Subir em grupo pode ser uma boa. Quando teve as primeiras chances no principal, o zagueiro lembra que esteve acompanhado por colegas, o que acontece agora novamente.

"Ajuda subir com colegas, mas não é o principal. O principal é o desempenho, é isso que interessa o time principal e o clube. Além de cada um a ter seu espaço e destaque. Eles têm que corresponder às expectativas do treinador e entrar no ritmo para acompanhar os profissionais", opinou.

Lúcio guarda relíquias da Copa São Paulo de 1998 pelo Inter - Marinho Saldanha/UOL - Marinho Saldanha/UOL
Imagem: Marinho Saldanha/UOL

Foi em 1998 que Lúcio conquistou a Copa São Paulo. Depois vieram as primeiras chances no grupo principal comandado por Celso Roth. Não demorou para ele se firmar na equipe titular e garantir projeção na carreira atuando em Porto Alegre.

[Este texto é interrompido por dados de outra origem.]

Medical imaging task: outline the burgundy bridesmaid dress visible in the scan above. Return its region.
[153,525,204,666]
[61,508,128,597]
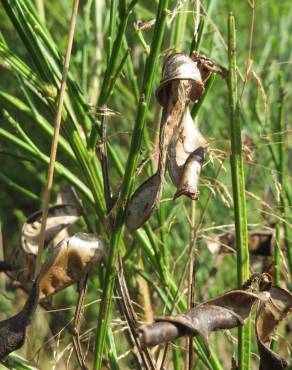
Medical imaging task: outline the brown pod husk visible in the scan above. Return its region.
[39,233,105,300]
[255,286,292,370]
[0,280,39,360]
[174,147,204,200]
[156,53,204,106]
[208,231,275,257]
[21,204,81,256]
[125,172,162,231]
[140,290,269,346]
[168,108,208,186]
[125,80,192,231]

"Eu lembro que o Dudu, o preparador físico, que é um grande amigo meu e trabalha hoje com Mano Menezes, foi no juniores me buscar e brincou, disse para eu me acostumar que seria o caminho da roça, iria mais vezes. Fiquei feliz, grato. Foi muito bom. Era um momento de nervosismo, ansiedade, e fiquei feliz de ser bem recebido pelo treinador e companheiros e ter me adaptado bem", explicou.

O respeito aos mais velhos e superar a ansiedade são os fatores preponderantes, na avaliação dele, para o sucesso dos garotos.

"Dá uma ansiedade, mas tem que ter um certo respeito. Isso não quer dizer que não tenha oportunidade ou o direito de lutar por seu espaço, pelo seu futebol. Tem que ter respeito por quem está ali há mais tempo, são mais experientes, e conselhos deles são válidos demais. Isso me ajudou muito. Quando subi, aconteceu isso, eu tinha um respeito muito grande por todos que estavam ali há mais tempo. Tive que lutar pelo meu espaço. Dentro do campo são 11 contra 11 e é o momento, com lealdade e trabalho, mostrar seu futebol e conquistar espaço", finalizou.

O Colorado encara o Ypiranga hoje (1º) no estádio Colosso da Lagoa. Com time reserva, alguns dos jovens da Copinha podem ficar ao menos como opções no banco.